Being able to connect with clients on a deep level can be such a blessing and an empowering experience. Sometimes though, it can be exhausting — even terrifying.

There are moments when I sit with a client whose narrative sounds so much like my own, I have to stop and remind myself it’s not. In these snapshots of deep connection and understanding, I must rely on my ability to ground myself and separate the experience when my body begins to swell with emotion and physical sensations — whether it be the heaviness of depression, the hopelessness of suicidality or the uncontrollable hunger that accompanies my eating disordered clients and the pain of their needs that were never met. Sometimes this is hard to do. Sometimes I would like to throw in the towel and say, “Not today.”

And I will let you in on a secret: Sometimes I do. Sometimes I have to reschedule a client. Sometimes I have to have a session that is more reflective and supportive, allowing me to create some distance for myself. Sometimes I need to process in supervision the parallels that are occurring in my sessions and the countertransference being activated in me. Sometimes I even have to take a day off because there is only so much I can give.

The truth is, some days my superpower feels more like a kryptonite. I have learned to assess how full my cup is because as a person and a therapist, you cannot pour from an empty cup.

I am a very green therapist. I have been in the field for four years and am finishing up my doctorate  degree in clinical psychology. These four years however, have felt like a lifetime. I have discovered my strengths and identified my growing edges. I have learned the populations I love to work with and the ones I am not best suited for. Most importantly, I have learned my limits.

In my experience, there is so much shame that comes with being a mentally ill therapist. We are expected to be the experts. And we are, but we are also expected to “have it all together.” People outside of the field have the preconception that therapists are immune to human struggle. They believe our lectures on Freudian theory and cognitive behavioral therapy serve as buffers from emotional turmoil and maladaptive coping skills.

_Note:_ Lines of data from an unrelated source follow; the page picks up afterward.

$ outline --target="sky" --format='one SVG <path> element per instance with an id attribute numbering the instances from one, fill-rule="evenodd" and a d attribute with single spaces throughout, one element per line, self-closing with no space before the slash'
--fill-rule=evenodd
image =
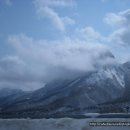
<path id="1" fill-rule="evenodd" d="M 129 0 L 0 0 L 0 88 L 129 60 Z"/>

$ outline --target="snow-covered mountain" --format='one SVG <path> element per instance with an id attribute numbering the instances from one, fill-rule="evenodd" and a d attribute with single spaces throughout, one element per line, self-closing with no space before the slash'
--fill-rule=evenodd
<path id="1" fill-rule="evenodd" d="M 125 95 L 130 99 L 129 78 L 130 62 L 102 66 L 71 80 L 58 79 L 33 92 L 12 91 L 3 97 L 1 90 L 0 116 L 40 118 L 97 112 L 91 107 Z"/>

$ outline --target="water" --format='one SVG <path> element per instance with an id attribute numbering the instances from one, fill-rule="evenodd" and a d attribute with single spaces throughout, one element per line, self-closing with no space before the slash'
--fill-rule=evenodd
<path id="1" fill-rule="evenodd" d="M 0 119 L 0 130 L 130 130 L 130 126 L 90 126 L 90 122 L 130 122 L 130 119 Z"/>

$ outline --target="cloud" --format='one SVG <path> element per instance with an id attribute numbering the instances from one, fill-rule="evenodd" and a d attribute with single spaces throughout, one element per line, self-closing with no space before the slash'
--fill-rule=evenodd
<path id="1" fill-rule="evenodd" d="M 84 39 L 87 42 L 99 42 L 104 41 L 105 37 L 103 37 L 99 32 L 97 32 L 93 27 L 87 26 L 81 29 L 77 29 L 77 35 Z"/>
<path id="2" fill-rule="evenodd" d="M 53 7 L 66 7 L 72 5 L 72 3 L 72 0 L 34 0 L 38 15 L 47 17 L 60 31 L 65 31 L 66 25 L 72 25 L 75 21 L 68 16 L 60 16 Z"/>
<path id="3" fill-rule="evenodd" d="M 0 59 L 0 88 L 38 89 L 115 62 L 106 46 L 81 39 L 46 41 L 21 34 L 8 41 L 14 54 Z"/>
<path id="4" fill-rule="evenodd" d="M 109 36 L 110 42 L 130 45 L 130 9 L 119 13 L 109 13 L 104 21 L 114 28 Z"/>

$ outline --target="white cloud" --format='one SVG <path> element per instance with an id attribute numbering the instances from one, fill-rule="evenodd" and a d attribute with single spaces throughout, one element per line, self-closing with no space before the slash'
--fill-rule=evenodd
<path id="1" fill-rule="evenodd" d="M 78 38 L 36 41 L 22 34 L 8 41 L 14 54 L 0 59 L 0 88 L 37 89 L 52 79 L 74 77 L 115 62 L 106 46 Z"/>
<path id="2" fill-rule="evenodd" d="M 11 0 L 4 0 L 4 3 L 8 6 L 12 5 L 12 1 Z"/>
<path id="3" fill-rule="evenodd" d="M 75 21 L 68 16 L 60 16 L 53 7 L 69 6 L 72 3 L 72 0 L 34 0 L 38 15 L 50 19 L 53 25 L 60 31 L 65 31 L 66 25 L 74 24 Z"/>
<path id="4" fill-rule="evenodd" d="M 88 26 L 85 28 L 77 29 L 78 35 L 81 39 L 85 39 L 88 42 L 102 42 L 105 37 L 103 37 L 99 32 L 97 32 L 94 28 Z"/>
<path id="5" fill-rule="evenodd" d="M 105 22 L 115 29 L 109 36 L 110 42 L 130 45 L 130 9 L 119 13 L 107 14 Z"/>

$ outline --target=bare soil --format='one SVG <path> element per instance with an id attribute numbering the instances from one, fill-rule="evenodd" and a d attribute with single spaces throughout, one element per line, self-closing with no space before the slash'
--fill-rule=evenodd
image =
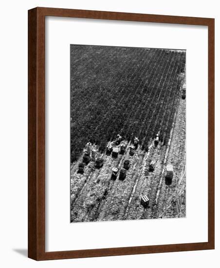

The truth is, we are no different than anyone else. Perhaps we have more insight as a result of the work we do, but it doesn’t take away from the pain we experience and the burdens we carry. The outside world does not see that as a therapist with mental illness, we not only carry our own burdens, but those of our clients. 

To be honest, sometimes I hate it. There are days when I want to say, “Screw it” and stop being a therapist because I feel like a fraud. I have moments where I don’t want to sit with the hopelessness and panic of others because I live with it myself and am exhausted. As a person, it is my job to take care of myself. As a therapist, it is also my job to take care of myself to ensure I am the best and healthiest version of myself for my clients.

I feel incredibly anxious writing and submitting this piece for the world to see. I am terrified I will be viewed as a fraud or someone not meant to be in the mental health field because I sometimes struggle to emotionally, mentally and physically keep myself afloat. At the same time, I feel invigorated. I am incredibly proud of myself because I have learned to accept and embrace who I am and how it affects me personally and professionally.

I am challenging the idea that therapists have to have it all together all the time. There are days when it is so hard to separate being a therapist and being someone who struggles with mental illness, but then there are days when I am reminded just how much my experiences allow me to connect and be present with the person sitting across from me. I am not a good therapist despite my mental health  struggles — I am a good therapist because of them.